Elyse POV
The morning sun did nothing to chase away the chill in my bones as I sat inside Talia Casey’s discreet Upper East Side law office. The scent of old paper, rich mahogany, and Talia’s expensive Chanel perfume filled the room—a sanctuary of human order, far removed from the primal chaos of the werewolf world.
Talia pushed a thick stack of papers across her desk, her sharp eyes narrowing. "Elyse, I won't draft a surrender. Jace moved his mistress and her brat into the Luna's wing. That’s a blatant violation of the infidelity clause. We can take half the Blackmoon estate."
"I don't want his money, Talia," I said, my voice steady. "I want a Decoy Rejection. Draft an agreement where I walk away with absolutely nothing. Make it look pathetic and submissive. Stroke his massive ego so he signs it immediately."
"Why would you let him win?" Talia demanded, slamming her pen down.
I reached into my bag and slid a sealed medical file over the desk. "Because of this. Three years of marriage, Talia. Look at the physical exam."
Talia opened the file, her eyes scanning the text before widening in horror. "You're... unmarked? You never even consummated the bond?"
"He claimed he was saving himself for his 'true mate,' which he clearly believes is Ciera," I said, the humiliation a dull ache I had long since buried.
"Elyse, this is abandonment. It's fraud in both human and Pack law!"
"It doesn't matter," I leaned forward, lowering my voice as if the shadows could hear us. "Hilda Blackwood is sending trackers."

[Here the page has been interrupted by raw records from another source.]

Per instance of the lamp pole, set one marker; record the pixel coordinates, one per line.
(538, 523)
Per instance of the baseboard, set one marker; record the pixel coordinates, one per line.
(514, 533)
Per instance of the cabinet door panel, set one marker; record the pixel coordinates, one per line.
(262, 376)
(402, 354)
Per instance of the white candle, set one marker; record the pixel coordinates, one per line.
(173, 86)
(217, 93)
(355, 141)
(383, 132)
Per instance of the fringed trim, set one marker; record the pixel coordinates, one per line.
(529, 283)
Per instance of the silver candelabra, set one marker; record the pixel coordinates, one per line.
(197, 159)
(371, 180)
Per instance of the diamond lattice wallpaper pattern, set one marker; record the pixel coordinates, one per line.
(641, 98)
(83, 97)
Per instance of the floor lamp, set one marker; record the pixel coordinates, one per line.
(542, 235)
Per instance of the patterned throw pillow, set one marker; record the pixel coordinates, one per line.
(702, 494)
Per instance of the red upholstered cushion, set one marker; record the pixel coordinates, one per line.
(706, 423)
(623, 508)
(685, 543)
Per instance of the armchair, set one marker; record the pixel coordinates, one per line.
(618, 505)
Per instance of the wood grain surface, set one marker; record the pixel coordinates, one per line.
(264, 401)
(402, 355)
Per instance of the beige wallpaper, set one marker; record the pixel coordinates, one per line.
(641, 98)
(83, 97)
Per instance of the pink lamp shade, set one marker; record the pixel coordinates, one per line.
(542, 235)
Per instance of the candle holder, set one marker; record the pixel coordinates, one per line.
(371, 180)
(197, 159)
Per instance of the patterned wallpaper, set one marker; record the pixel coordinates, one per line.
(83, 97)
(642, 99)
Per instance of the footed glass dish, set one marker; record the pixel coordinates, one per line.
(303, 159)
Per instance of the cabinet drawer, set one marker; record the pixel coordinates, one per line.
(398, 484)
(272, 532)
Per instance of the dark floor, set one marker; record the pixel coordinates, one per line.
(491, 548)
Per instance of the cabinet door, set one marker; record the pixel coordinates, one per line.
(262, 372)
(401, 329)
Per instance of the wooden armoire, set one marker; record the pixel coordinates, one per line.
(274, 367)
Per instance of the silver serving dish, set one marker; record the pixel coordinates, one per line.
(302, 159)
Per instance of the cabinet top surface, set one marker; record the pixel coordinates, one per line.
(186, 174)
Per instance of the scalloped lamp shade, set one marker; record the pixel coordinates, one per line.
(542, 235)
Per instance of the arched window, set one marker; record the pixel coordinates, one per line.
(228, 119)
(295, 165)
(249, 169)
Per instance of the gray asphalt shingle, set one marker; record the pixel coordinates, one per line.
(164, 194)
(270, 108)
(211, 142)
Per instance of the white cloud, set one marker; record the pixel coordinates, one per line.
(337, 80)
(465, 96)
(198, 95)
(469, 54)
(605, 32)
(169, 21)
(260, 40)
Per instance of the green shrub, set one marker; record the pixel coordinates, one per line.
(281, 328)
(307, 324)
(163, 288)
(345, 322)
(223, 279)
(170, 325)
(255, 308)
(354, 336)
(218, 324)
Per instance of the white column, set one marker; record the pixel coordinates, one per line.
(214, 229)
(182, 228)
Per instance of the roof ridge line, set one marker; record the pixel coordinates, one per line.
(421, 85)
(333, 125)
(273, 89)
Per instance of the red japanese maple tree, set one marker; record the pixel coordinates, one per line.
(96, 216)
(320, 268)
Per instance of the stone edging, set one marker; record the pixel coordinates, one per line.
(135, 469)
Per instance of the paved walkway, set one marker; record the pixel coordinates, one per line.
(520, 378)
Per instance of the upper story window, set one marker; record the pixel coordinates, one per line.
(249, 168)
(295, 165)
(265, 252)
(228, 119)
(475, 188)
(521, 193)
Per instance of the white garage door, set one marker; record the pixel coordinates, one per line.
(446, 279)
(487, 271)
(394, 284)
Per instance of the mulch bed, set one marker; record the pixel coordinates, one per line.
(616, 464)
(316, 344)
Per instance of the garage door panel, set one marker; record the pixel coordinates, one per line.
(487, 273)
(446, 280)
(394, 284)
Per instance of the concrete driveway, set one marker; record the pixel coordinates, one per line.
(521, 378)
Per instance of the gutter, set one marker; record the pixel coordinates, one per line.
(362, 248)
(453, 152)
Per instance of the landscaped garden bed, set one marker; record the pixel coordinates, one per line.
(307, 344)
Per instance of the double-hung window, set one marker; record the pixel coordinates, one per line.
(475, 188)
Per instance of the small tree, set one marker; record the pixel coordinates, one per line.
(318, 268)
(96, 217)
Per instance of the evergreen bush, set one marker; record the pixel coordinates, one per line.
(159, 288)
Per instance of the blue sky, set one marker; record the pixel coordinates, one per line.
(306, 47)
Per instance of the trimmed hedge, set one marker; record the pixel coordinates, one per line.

The color instantly drained from Talia’s face. She was human, but she knew enough about my past to understand the sheer terror attached to the Blackwood Pack's matriarch.
"If I drag Jace through a public, messy divorce, the media will swarm. Every Pack will be watching," I explained, my hands trembling slightly before I forced them to still. "If Hilda finds out where I am, she will drag me back to that hell. I cannot risk it. I need to be a ghost."
Talia stared at me for a long moment, the fight leaving her shoulders. "Okay," she whispered. "I'll draft the decoy. We'll make him think he broke you."
By the time I returned to the Blackmoon Pack House that afternoon, the invasion of my territory was already underway.
I stopped dead in the grand foyer. The magnificent, centuries-old tapestry depicting the Moon Goddess—a sacred piece of Pack history—was crumpled on the marble floor like trash. In its place hung a massive, garish photo of Leo playing on a beach, encased in a cheap neon plastic frame.
Ciera stood nearby, directing two Omega servants. When she saw me, she offered a sickly sweet smile. "Oh, Elyse. I hope you don't mind. It was just so dreary in here. I wanted to add some of our family's warmth."
I stared at the plastic frame, my voice dropping to a glacial calm. "Some things represent legacy, Ciera, not warmth. They demand reverence, not plastic frames."
Ciera’s eyes instantly welled with tears. Right on cue, the heavy oak doors of the study opened, and Jace stepped out.
His jaw was clenched, his Inner Wolf, *Titan*, clearly agitated by the territorial discord. But instead of assessing the situation, his eyes locked onto Ciera’s fake tears. He marched over, wrapping a protective arm around her waist before glaring at me.
"She lives here now, Elyse," Jace commanded, his Alpha tone lacing the air with heavy, suffocating pressure. "Be tolerant. This is my Pack House."
He expected me to fight. He expected the *wolfless* Luna to throw a pathetic tantrum over a tapestry.
Instead, I looked at the man who had never truly been my husband, feeling the last chains of my emotional attachment shatter into dust. I offered him a calm, almost obedient nod.
"You're right, Alpha," I said softly. "This is your Pack House." I paused, letting my eyes drift from his face to the cheap plastic frame, and back again. "And soon, it will be entirely yours."
Jace frowned, a flicker of deep confusion and sudden irritation crossing his features. He didn't understand the double meaning. He didn't realize I had just handed him his crown of ashes.
Without another word, I turned my back on them and walked toward the stairs, needing to prepare myself for the mandatory family dinner tonight.